Pollution deadlines and the coalition for failure

R. Shep Melnick

Spring 1984

AT first the activity on the floor of the House of Representatives seemed ordinary enough. Representative Henry Waxman (D-California), chairman of the subcommittee with jurisdiction over the Clean Air Act, and one of Congress’s staunchest supporters of rigorous environmental regulation, was engaged in yet another battle with his formidable committee chairman, Representative John Dingell (D-Michigan), known to some as “Tailpipe Johnny” for his annual efforts to relax auto emission standards. But this time something had gone awry.

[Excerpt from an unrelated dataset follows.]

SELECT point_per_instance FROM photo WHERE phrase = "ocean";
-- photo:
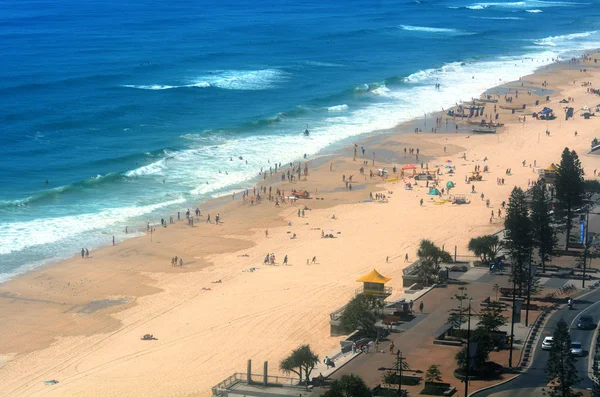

Waxman was endorsing an appropriation bill rider that would prevent the Environmental Protection Agency (EPA) from imposing a construction ban on states failing to meet the Clean Air Act’s 1982 deadline for attaining health-based air quality standards. He and his allies railed against former EPA Administrator Anne Gorsuch Burford’s threat to impose such a ban in the 213 counties throughout the nation that exceeded those standards, calling her action “heavy-handed” and advising her successor to be more “’flexible” in accommodating states that make “good faith” efforts to comply with the act. Dingell—who in 1982 led an effort to weaken the entire Clean Air Act---opposed Waxman’s rider, warning, “’If you vote for this amendment, you are voting for dirty air.’” No wonder one House member announced that she was “astounded at this debate” of June 2, 1983, and another admitted to being “totally confused.”